Editorial on the Research Topic
Resilience in Chronic Disease
Resilience is usually defined as one's ability to “bounce back” from adversity and is a salient indicator of the quality of life and psychosocial functions of patients facing chronic diseases, for instance, cancer, hypertension, irritable bowel syndrome, and heart failure, etc. (1, 2). Thus, resilience is an important attribute for patients who face the challenge of chronic disease. How patients gain or lose resilience resources during the diagnosis, treatment, and ultimately the survival of chronic disease is attracting increased attention in bio-psycho-social medicine.

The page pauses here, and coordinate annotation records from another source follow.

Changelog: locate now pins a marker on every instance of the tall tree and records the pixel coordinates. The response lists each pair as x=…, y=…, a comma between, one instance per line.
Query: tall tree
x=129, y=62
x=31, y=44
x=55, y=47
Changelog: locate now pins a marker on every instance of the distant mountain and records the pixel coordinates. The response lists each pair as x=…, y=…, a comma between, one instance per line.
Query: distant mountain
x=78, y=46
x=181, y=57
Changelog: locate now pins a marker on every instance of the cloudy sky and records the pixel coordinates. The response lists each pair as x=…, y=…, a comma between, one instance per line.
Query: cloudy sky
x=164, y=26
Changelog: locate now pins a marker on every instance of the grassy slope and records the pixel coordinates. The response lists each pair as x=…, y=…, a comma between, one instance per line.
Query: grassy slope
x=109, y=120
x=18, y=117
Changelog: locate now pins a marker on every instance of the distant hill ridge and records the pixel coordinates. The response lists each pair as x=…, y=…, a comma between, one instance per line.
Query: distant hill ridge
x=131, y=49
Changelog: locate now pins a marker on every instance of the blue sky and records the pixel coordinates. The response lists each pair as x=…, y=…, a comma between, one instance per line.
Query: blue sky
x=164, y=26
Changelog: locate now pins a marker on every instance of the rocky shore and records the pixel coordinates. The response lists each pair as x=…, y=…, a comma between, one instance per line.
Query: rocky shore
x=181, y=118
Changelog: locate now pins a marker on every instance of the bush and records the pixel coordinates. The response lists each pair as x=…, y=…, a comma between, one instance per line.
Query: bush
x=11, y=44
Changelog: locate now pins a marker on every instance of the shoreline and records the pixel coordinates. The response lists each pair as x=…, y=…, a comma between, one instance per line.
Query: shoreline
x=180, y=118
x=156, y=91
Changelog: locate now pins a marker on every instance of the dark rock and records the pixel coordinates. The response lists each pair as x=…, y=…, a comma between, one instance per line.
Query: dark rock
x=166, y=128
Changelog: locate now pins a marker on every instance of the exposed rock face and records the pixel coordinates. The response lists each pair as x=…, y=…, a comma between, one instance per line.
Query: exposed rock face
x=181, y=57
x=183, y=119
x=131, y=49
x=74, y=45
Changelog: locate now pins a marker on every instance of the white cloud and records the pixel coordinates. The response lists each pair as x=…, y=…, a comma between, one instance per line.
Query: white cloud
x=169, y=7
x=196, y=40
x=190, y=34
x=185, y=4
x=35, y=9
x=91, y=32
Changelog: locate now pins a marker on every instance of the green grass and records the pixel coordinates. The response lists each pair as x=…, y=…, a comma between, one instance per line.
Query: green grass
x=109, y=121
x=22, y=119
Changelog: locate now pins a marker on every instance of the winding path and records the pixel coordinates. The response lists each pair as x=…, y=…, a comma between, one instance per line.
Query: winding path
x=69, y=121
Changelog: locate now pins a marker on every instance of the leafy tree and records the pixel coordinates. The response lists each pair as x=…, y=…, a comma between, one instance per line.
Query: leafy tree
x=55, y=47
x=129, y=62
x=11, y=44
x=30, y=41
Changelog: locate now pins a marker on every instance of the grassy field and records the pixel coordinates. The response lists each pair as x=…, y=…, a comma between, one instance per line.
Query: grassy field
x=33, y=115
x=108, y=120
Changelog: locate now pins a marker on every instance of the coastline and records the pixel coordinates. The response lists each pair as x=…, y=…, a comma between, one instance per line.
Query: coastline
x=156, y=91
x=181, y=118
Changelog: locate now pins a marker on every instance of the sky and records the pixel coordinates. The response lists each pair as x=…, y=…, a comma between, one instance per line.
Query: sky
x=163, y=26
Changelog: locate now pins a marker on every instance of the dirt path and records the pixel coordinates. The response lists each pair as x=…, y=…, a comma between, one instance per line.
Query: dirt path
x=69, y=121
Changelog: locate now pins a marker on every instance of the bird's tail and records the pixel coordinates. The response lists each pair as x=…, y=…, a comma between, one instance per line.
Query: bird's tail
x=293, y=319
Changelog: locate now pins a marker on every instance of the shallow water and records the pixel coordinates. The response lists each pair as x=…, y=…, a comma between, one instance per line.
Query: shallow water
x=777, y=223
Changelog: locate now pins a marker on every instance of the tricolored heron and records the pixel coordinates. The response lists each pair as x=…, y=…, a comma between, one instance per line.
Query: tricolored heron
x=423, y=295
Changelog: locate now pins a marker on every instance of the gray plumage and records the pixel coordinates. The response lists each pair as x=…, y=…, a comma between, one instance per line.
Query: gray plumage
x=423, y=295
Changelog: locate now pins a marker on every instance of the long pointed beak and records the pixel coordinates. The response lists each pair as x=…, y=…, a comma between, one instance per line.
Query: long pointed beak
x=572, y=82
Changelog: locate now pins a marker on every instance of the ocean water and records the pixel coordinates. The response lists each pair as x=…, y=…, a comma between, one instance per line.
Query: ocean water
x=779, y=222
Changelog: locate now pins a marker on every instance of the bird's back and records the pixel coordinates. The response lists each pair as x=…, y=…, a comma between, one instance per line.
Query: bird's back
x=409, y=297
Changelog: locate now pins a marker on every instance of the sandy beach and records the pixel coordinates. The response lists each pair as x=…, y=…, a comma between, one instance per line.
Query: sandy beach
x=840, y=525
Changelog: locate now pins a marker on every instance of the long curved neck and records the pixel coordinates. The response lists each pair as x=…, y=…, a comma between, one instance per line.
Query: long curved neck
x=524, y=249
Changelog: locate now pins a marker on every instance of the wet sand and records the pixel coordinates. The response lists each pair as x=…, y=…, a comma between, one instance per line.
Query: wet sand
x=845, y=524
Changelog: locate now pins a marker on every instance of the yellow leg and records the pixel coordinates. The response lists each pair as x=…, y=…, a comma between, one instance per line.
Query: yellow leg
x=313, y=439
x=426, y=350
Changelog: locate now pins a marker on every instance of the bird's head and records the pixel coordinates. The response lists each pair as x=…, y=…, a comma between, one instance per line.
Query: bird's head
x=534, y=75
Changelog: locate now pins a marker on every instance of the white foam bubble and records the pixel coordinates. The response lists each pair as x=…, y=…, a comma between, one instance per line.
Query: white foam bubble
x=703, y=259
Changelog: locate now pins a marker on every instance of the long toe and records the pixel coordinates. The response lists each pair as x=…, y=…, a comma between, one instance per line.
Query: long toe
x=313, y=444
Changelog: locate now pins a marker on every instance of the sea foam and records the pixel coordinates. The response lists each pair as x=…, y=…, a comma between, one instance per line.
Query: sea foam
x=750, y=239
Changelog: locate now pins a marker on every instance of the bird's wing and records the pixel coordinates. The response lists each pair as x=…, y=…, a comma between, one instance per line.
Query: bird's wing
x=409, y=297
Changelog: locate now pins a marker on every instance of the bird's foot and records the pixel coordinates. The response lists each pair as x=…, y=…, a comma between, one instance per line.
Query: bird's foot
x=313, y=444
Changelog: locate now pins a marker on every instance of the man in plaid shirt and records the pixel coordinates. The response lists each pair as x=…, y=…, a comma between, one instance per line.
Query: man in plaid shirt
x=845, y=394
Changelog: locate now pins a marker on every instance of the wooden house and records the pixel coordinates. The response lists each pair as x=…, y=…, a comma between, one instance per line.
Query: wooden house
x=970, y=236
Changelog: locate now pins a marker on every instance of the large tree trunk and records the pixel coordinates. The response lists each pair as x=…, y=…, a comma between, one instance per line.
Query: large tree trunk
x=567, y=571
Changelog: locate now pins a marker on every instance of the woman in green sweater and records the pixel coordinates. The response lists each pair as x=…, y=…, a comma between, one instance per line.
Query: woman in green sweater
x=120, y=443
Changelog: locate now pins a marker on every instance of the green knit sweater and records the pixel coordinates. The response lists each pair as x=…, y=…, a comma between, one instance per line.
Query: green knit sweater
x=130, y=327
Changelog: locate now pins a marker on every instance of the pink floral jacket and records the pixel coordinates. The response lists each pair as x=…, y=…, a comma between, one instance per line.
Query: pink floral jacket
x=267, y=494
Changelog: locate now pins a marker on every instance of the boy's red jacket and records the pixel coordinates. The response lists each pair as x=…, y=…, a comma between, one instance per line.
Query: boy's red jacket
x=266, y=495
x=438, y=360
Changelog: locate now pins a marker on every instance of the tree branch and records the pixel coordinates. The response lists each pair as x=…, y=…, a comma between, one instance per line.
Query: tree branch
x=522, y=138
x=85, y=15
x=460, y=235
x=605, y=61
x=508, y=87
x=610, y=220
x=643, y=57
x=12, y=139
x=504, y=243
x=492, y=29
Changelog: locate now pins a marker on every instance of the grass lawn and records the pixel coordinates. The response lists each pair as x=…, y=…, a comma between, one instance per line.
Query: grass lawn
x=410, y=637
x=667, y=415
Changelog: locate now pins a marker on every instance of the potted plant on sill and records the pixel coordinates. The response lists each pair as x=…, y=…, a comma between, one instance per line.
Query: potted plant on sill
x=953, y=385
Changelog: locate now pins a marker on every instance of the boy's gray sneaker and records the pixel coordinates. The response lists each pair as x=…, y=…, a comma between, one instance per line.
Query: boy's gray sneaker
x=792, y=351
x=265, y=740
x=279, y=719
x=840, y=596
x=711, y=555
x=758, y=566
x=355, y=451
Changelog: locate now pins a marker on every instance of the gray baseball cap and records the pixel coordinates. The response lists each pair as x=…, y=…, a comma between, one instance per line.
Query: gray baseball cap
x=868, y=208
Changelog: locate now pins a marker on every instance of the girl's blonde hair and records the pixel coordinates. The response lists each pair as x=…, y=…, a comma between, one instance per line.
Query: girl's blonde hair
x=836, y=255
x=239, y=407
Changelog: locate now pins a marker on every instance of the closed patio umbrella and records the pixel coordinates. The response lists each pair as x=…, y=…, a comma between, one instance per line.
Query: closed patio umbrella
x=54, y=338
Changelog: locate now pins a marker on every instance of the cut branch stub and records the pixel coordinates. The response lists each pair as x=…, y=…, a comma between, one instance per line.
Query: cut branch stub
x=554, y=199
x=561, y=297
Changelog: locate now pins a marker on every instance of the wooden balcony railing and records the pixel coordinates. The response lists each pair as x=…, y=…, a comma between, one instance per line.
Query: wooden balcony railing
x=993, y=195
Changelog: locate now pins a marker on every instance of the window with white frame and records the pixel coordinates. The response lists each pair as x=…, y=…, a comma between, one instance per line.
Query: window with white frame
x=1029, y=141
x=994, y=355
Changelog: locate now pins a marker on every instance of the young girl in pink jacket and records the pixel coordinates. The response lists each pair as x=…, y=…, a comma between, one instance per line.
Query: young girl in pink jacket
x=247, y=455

Interestingly, there exist many different concepts of resilience including physiological, psychological, social, and spiritual resilience, that involve a variety of factors, from behavioral constructs like defense mechanisms, beliefs, and personalities to molecular levels of brain-derived neurotrophic factor, neuropeptide Y, and oxytocin in emotion- and cognition-related brain areas (3, 4). The factors underpinning psychological and social resilience are less established and therefore the primary focus in this collection. However, the construct of resilience has not been established and whether resilience should be defined as a state or trait continues to be debated (5). This collection aims to fill gaps in knowledge regarding the predicted ability of resilience to enhance long-term quality of life and other psychosomatic outcomes in patients with different chronic diseases, which need to be further explored and clarified.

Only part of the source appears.